Friday, January 11, 2008

Chauvinists still bullying Ukrainian-language rights advocates

Some uni-linguists referred to in an earlier post are not happy about the renaissance of the Ukrainian language in Ukraine. And according to this article on the Ukrainian human rights website Kharkiv Human Rights Protection Group (which was attacked by hackers last month), those uni-linguists are trying to turn back the hands of time...

You have to marvel at the zeal of the Russian Ministry of Foreign Affairs. Less than a month after their last response to events in Ukraine falsely accused a man of ... inciting ethnic and racial enmity ... one might admittedly have hoped for a little more attention to detail. ...

The judgment by Ukraine’s Constitutional Court which has so disturbed the Ministry ... made it compulsory for all films being released on the Ukrainian market (including those in Russian) to have subtitles or dubbing in the State language (i.e. Ukrainian). The Russian Ministry believes this to be “yet another confirmation of the lack of will by the Ukrainian authorities to fully and conscientiously implement their international commitments. ...

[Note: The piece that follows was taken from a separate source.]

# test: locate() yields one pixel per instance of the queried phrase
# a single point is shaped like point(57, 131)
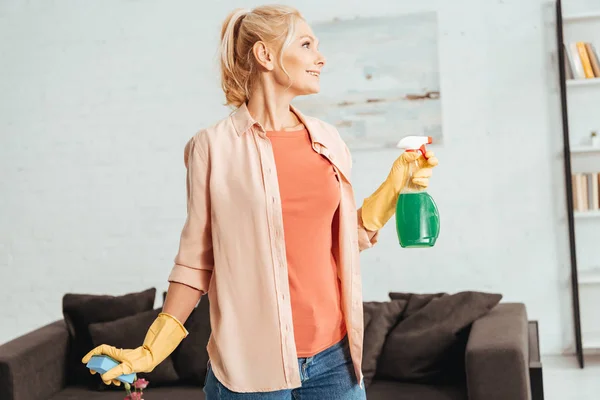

Well now. What civilized country would demand another sovereign country justify the official status of its native language? Certainly, any country that would use such blatant intimidation tactics and falsely accuse its neighbour could hardly be called civilized.

So here we have Russian language chauvinists claiming that their rights are supposedly being violated. How disingenous. They know very well there is no threat to the Russian language in Ukraine ... just to its previous dominance. But of course it would be bad optics to fight for the latter, wouldn't it?

A journey by public transport in Kyiv for example, Ukraine’s capital city, will assuage all concerns about the threatened position of the Russian language. It is much more disturbing how seldom one hears Ukrainian being spoken. ... The considerable number of people using the Russian language in their daily life makes it difficult not to treat claims that Russian speakers are discriminated against with scepticism.

Indeed. And as usual, the "little" guys have had to take things into their own hands.

...In late 2006, film distributors refused to fulfil quotas for dubbing in Ukrainian rather than Russian, claiming that it was not financially viable for them. After the Cabinet of Ministers failed to take any measures to ensure that the laws were adhered to, a civic initiative arose. Within months a very large number of people had pledged to boycott any films dubbed in Russian rather than Ukrainian.

That show of solidarity in support of the Ukrainian language no doubt angers (and threatens) Russophile uni-linguiusts.

Yet why allowing the Ukrainian language in Ukraine would be anathema to anyone is incomprehensible to me. After all, no one outside Ukraine's borders is forcing Ukrainian down anyone's throat. (Well ok, a few of my non-Ukrainian in-laws might contradict me on that, but that's another story!)

But really, this ongoing attack on the Ukrainian language reflects a centuries-old streak of enduring mean-spiritedness. It would be so refreshing to see it finally stop. Not that I'm holding my breath, tho. (Sigh.)

You can read the whole article on the shameful shenanigans of the Russian Ministry of Foreign Affairs here.

4 comments:

Anonymous said...

Empires die hard, and the Russians just can't accept the loss of Ukraine. All these pompous statements about "persecution" of Russian-speakers [ha,sure...] in the "near abroad" just deflects from the problems within Russia. And what about their treatment of minorities within their own still-empire? And the Russian part of Asia, Siberia, Central Asia -- invaded during tsarist times -- those nations never had a chance. Some have lost their culture and language long ago. I'm sure the Russians know that Ukrainians are not Russian, but they don't want to accept it. Whenever I go to Ukraine, hearing the Russian language spoken bothers me, because I know most of those people are Ukrainian, but have grown up with Russian, and with being indoctrinated with the sense that Russian is "more prestigious," has more status, and all that. If they just thought about how lovely Ukrainian is. And even if it were not lovely, it would still be the native "ridna" language, the one to respect -- and -- in today's times, revive.

Dan Carkner said...

Ah, is it at all comparable to English speakers in Quebec? I'm interested in issues like this (of minority languages) but I wouldn't want wade into this situation that I know nothing about.

Pawlina said...

Yes, Ukrainian is indeed a beautiful language. So rich and expressive.

In fact, it's been said that Ukrainian is the world's second most beautiful language, after Italian. I couldn't find a definitive article saying so anywhere, but I recall a language instructor at Ukrainian camp saying that. As well, I came across a reference to it here.

Pawlina said...

Dan, living out here in Lotusland and not being French myself, I'm somewhat hesitant to comment on the language issue in Quebec.

But I would think a closer parallel there would be the native, i.e., aboriginal languages rather than French or English.

Although the heavy-handed approach of the Bloc/Parti Quebecois towards the English language certainly resembles (albeit in a very small way) that used by imperial and soviet Russia toward Ukrainian, as well as by pre-communist Poland in western Ukraine and during the era of the Austro-Hungarian empire.